Compute GFlops for MatrixVector GPU
gaurav.garg Dec 22, 2009 4:39 AM (in response to dinaharchery)streamRead and kernel execution are asynchronous methods and you can make them wait using Stream::finish() method. You should do something like this
// If any stream that is passed to kernel, calls streamRead, wait for streamRead to finish S_m1.finish(); S_m2.finish(); Setup(0); // Start GPU Timer: Start(0); // Kernel Call  MatrixVector Multiplication: simpleMatmult(m, S_m1, S_m2, S_realresult); // wait for kernel to finish using finish method on any output stream S_realresult.finish(); // Stop GPU Timer: Stop(0); gpuTime = GetElapsedTime(0); double gflop = (double)(2.0*n*m*m)/(double)(1024 * 1024 * 1024); printf("Total GFlops = %f\n", gflop/gpuTime);

Compute GFlops for MatrixVector GPU
dinaharchery Dec 22, 2009 11:15 AM (in response to gaurav.garg)Thank you for the reply.
Other than the synchronous issue, I have the correctly computed GFlops for my machine?
I know that Brook+ has a limit of 4096 for a 1D and 4096x4096 for 2D arrays and I am testing MatrixVector Multiplication on the ATI (with a Square matrix and column vector).
Before the dimension gets to 4096 (i.e., column vector is 4096 and matrix is 4096x4096) the performance against the CPU is worse. However, at 4096 (and beyond) the GPU outperforms the CPU  significantly I might add. This is in stark contrast to MatrixMatrix (square) multiplication on GPU, where the GPU begins to outperform the CPU somewhere between matrix dimensions of 128x128  256x256. I believe this is due to the fact that GPUs are optimized for 2D matrices  also perhaps the number of computations at these dimensions increases sufficiently?
I would like to narrow down the cause for this and have been unable to locate exact information on this. Do you know of any?
Once again, thank you.

Compute GFlops for MatrixVector GPU
rahulgarg Dec 22, 2009 6:35 PM (in response to dinaharchery)If you are doing a matrixvector multiplication, then isnt the number of flops 2*n*m (assuming n*m matrix and m*1 vector) rather than 2*n*m*m?

Compute GFlops for MatrixVector GPU
dinaharchery Dec 23, 2009 9:45 AM (in response to rahulgarg)You are correct. Thank you.

Compute GFlops for MatrixVector GPU
dinaharchery Dec 23, 2009 10:31 AM (in response to rahulgarg)Can someone explain, given the above GPU hardware, I get such a dramatic shift in performance between a matrix dimension of 8192x8192 and 8193x8193?
For 8192x8192:
GPU Time = 0.172041, CPU Time = 0.354086, Speedup = 2.05815, GFLOPs = 0.72657
For 8193x8193:
GPU Time = 2.32571e005, CPU Time = 0.299523, Speedup = 12878.7, GFLOPs = 5376
This performance of GPU continues to increase until matrix 15930x15930, where the system crashes.
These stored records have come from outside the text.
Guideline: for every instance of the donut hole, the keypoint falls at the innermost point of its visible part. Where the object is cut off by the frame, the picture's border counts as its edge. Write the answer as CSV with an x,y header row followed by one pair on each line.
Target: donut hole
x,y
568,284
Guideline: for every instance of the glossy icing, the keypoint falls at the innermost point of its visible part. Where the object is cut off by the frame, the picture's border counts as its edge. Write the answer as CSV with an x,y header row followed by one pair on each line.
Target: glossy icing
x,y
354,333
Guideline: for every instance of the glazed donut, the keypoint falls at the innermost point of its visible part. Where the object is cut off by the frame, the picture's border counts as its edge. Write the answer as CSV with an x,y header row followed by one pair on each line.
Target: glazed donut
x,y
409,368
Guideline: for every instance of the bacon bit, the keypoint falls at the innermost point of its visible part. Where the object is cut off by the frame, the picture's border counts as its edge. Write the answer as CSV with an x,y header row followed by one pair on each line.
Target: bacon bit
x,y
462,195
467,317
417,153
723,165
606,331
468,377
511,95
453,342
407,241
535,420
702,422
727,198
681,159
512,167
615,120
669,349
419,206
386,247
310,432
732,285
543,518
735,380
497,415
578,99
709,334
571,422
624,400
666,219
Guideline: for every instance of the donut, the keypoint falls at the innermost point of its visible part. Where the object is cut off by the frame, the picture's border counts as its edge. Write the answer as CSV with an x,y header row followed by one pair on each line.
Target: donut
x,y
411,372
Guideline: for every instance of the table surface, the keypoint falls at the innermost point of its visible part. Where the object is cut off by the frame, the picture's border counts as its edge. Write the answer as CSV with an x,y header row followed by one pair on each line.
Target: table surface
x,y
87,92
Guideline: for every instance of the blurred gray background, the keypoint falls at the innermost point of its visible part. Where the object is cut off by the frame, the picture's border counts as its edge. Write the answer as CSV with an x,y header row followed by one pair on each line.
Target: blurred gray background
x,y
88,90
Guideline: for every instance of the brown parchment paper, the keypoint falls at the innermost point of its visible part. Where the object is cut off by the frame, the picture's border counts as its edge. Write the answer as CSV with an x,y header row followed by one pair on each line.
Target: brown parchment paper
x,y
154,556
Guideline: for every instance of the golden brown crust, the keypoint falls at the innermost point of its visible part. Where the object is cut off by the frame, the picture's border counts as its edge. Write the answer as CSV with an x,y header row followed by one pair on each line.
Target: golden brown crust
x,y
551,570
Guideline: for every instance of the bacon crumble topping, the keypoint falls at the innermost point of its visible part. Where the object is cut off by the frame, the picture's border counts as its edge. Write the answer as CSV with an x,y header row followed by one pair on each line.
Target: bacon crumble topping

I thought that perhaps it is because after 8192 the GPU has filled enough data input to keep the ALUs busy?
Thanks.

Compute GFlops for MatrixVector GPU
empty_knapsack Dec 23, 2009 10:45 AM (in response to dinaharchery)More chances that 8192x8192 is a maximum for GPU and after these limits GPU routines doesn't starts at all but errors simply not handled properly.

Compute GFlops for MatrixVector GPU
dinaharchery Dec 23, 2009 1:34 PM (in response to empty_knapsack)I believe you are correct. I ran the simple_mat_mult over a defined number of iterations (e.g., 1000) and adjusted the timing accordingly and got a more realistic number of GFLOPs as well as overall timing.
Is this due to a caching effect on the GPU? I know the GPU does not have a elaborate memory hiearchy like the CPU but it does have onchip memory, registers, etc.
Maybe the first time a kernel is executed data is placed in texture memory and then afterwards used, so averaging several executions may give a more accurate performance?